There would be preferences given to those with ties to the community since they would be the most likely to come back and stay.
Through a rigorous, highly competitive, application process, people could possibly receive an award of up to $10,000 for student loan debt payoff. It would be dolled out over a five-year period to better assure the individuals stay in the area.
“This will free up their funds so they can move, buy and house and maybe start a business,” Tustin said.
Since she is working regionally with all four counties covered by the foundation, it has involved a lot of legal work, she said. And, “there is still a lot of work to be done.”
She is working through county level to simply things and not have to involve all the communities in the region.
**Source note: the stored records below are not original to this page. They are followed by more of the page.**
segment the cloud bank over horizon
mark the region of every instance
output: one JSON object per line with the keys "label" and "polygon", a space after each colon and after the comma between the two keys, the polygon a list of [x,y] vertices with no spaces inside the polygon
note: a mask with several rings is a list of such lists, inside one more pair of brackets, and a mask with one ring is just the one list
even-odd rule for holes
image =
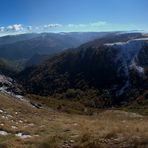
{"label": "cloud bank over horizon", "polygon": [[[49,23],[40,26],[13,24],[0,26],[0,36],[21,33],[42,33],[42,32],[101,32],[101,31],[131,31],[139,30],[134,24],[116,24],[106,21],[96,21],[81,24],[59,24]],[[144,28],[142,28],[144,30]],[[144,30],[146,31],[146,30]]]}

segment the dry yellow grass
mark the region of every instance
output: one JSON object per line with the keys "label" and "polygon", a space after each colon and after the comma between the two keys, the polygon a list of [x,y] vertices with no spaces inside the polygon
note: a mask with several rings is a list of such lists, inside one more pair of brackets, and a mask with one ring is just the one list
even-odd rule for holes
{"label": "dry yellow grass", "polygon": [[[0,136],[0,147],[148,147],[146,116],[119,110],[93,116],[71,115],[32,108],[4,94],[0,94],[0,109],[0,129],[9,133]],[[31,137],[15,136],[20,132]]]}

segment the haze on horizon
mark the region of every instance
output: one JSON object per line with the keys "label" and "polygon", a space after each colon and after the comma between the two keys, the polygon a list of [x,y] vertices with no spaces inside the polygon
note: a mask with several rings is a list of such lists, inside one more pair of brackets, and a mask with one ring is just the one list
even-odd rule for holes
{"label": "haze on horizon", "polygon": [[148,31],[147,0],[0,0],[0,36]]}

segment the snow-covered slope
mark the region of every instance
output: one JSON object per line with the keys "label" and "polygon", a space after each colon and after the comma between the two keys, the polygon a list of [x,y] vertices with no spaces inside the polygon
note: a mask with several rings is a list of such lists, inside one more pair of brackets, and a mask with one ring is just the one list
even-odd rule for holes
{"label": "snow-covered slope", "polygon": [[105,46],[117,51],[114,62],[118,65],[118,74],[125,75],[126,81],[117,95],[122,95],[130,85],[130,71],[135,70],[139,76],[144,75],[144,67],[138,64],[138,55],[143,48],[148,47],[148,38],[134,39],[128,42],[108,43]]}

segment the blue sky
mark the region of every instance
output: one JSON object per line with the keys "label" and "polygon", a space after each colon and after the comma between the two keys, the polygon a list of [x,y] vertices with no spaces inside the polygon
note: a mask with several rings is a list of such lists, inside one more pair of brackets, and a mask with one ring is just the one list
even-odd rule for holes
{"label": "blue sky", "polygon": [[148,31],[148,0],[0,0],[0,34]]}

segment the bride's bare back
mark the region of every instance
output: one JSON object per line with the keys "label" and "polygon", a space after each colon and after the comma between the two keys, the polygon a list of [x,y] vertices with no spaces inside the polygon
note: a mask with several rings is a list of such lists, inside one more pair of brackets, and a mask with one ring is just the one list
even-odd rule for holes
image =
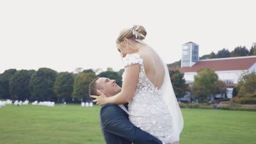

Citing similar workforce concerns in October, the Barton County Commission approved a resolution supporting program, as well as an agreement with the foundation to manage it.
As an additional step, she is promoting coupling the reverse scholarships with a package of donated services and assistance to those with entrepreneurial interests.
“We want to partner with work done by other committee. We can all build on each other,” she said. “Its not going to be the Community Foundation program solely that brings people back, its going to be the culmination of a lot of efforts.”
She already has $110,000 committed over a five-year period from private sources. That is enough for three awards in 2019.
She has not asked any governmental entity for funds yet. But, they are welcome to contribute.
Great Bend Chamber of Commerce President Jan Peters yielded a portion of her monthly eco devo report to the council to allow Tustin to make the presentation. “It always comes back to not having enough people, not having enough workers,” Peters said, citing work done by the Great Bend Better than Great and other efforts.
“This really could be a game changer for us,” Peters said. “I think its a brilliant plan.”
“These are exactly the kind of things we need to look at,” said Councilman Chad Somers. “It fits right in line with our economic development plan. This is what we’ve got to do.”
Over the next three to four weeks, Tustin will conduct meetings across the four-county area to offer more information about the initiative.
There is a need
“There are jobs. There are openings,” she said. But, any area chamber or business leader will say their biggest problem is a lack of a qualified workforce.
The percentage of residents holding a post-secondary degree or certificate in the four counties is far below the national average (16.7 percent in Barton County compared to 30 percent nationally). Adding to this are projections that the population will continue to dwindle and grow older.
“This is a big issue,” Tustin said. “No one entity can do this alone and that’s why we are seeking these partnerships.”